Spiral Modulation and Symbol Waveform Hopping
Astrapi® applies new engineering and mathematics to utilizing and measuring continuously nonstationary spectrum, in which the power in each frequency is continuously changing. Astrapi’s technology development has been funded by private investment, the Department of Defense, and the National Science Foundation.
In telecommunications, our approach led to Astrapi’s patented ‘Spiral Modulation and Symbol Waveform Hopping technologies.
How Spiral Modulation Works
Spiral modulation increases spectral efficiency compared to traditional signal modulation techniques. This allows, for a given amount of channel noise and available bandwidth (frequency range), for signal power to be reduced and/or data throughput to be increased. Reduced signal power can be used to reduce battery requirements, and for signal protection applications to disguise the existence of the signal.
Symbol Waveform Hopping
Astrapi’s patented Symbol Waveform Hopping technology is a new way to protect a signal at the physical layer. It combines three characteristics that cannot be achieved otherwise:
- It is theoretically secure, unlike frequency hopping.
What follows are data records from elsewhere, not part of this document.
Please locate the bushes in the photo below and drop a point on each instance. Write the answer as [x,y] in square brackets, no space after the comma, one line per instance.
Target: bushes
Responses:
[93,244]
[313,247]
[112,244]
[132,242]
Symbol Waveform Hopping is based on resolution against the noise floor and is protected by very fundamental thermodynamic and channel capacity laws.
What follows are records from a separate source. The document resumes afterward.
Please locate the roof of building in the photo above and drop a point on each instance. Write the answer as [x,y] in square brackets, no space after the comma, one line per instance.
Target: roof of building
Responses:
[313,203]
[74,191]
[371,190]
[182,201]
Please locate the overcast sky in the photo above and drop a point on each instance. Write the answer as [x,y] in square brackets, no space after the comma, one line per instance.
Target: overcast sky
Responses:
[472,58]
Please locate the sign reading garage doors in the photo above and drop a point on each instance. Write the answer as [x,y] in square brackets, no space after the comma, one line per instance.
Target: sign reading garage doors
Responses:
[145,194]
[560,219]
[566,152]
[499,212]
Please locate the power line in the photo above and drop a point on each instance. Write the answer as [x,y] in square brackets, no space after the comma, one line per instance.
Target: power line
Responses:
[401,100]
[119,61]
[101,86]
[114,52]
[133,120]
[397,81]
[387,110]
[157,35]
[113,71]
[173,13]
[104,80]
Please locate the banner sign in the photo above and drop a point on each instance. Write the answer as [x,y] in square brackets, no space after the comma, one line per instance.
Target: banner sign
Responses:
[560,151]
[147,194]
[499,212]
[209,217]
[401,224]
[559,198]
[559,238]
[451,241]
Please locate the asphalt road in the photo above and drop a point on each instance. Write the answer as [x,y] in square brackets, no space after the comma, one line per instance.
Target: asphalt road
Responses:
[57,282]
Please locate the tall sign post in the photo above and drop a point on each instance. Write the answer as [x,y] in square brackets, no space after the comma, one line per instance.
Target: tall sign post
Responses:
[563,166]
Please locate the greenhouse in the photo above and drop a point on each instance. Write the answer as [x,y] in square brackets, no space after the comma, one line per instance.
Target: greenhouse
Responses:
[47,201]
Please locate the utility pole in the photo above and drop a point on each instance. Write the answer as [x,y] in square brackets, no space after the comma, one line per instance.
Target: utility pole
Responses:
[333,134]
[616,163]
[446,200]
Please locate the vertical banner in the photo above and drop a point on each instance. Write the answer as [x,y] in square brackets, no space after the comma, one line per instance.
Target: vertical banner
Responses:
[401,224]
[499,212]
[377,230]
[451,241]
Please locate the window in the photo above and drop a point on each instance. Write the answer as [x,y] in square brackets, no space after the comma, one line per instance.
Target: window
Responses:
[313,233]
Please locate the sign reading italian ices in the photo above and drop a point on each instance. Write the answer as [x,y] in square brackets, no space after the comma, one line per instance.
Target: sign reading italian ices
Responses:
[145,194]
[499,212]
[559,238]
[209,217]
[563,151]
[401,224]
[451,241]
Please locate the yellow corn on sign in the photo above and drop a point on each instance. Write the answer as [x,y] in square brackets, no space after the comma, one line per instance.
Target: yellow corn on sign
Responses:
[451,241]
- It has no latency or power overhead, unlike traditional bit-level encryption.
- It is inherently secure against quantum computers, because the Symbol Waveform Hopping challenge to the adversary is not computational complexity, it is resolution against the noise floor. No amount of computation can improve resolution.
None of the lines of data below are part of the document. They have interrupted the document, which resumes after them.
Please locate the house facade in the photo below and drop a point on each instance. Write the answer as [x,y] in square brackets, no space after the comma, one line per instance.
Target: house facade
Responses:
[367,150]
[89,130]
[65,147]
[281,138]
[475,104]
Symbol Waveform Hopping is based on using the very large bandlimited symbol waveform design space created by Spiral Modulation to provide both a recognizable small set of possible symbol waveforms to the intended receiver, and a much larger set of possibilities to an adversary who does not know which symbol waveforms are in use in a given time period. In communication theory terms, the adversary has to attempt to receive a signal with an effective data rate much higher than the channel capacity. This is inherently impossible.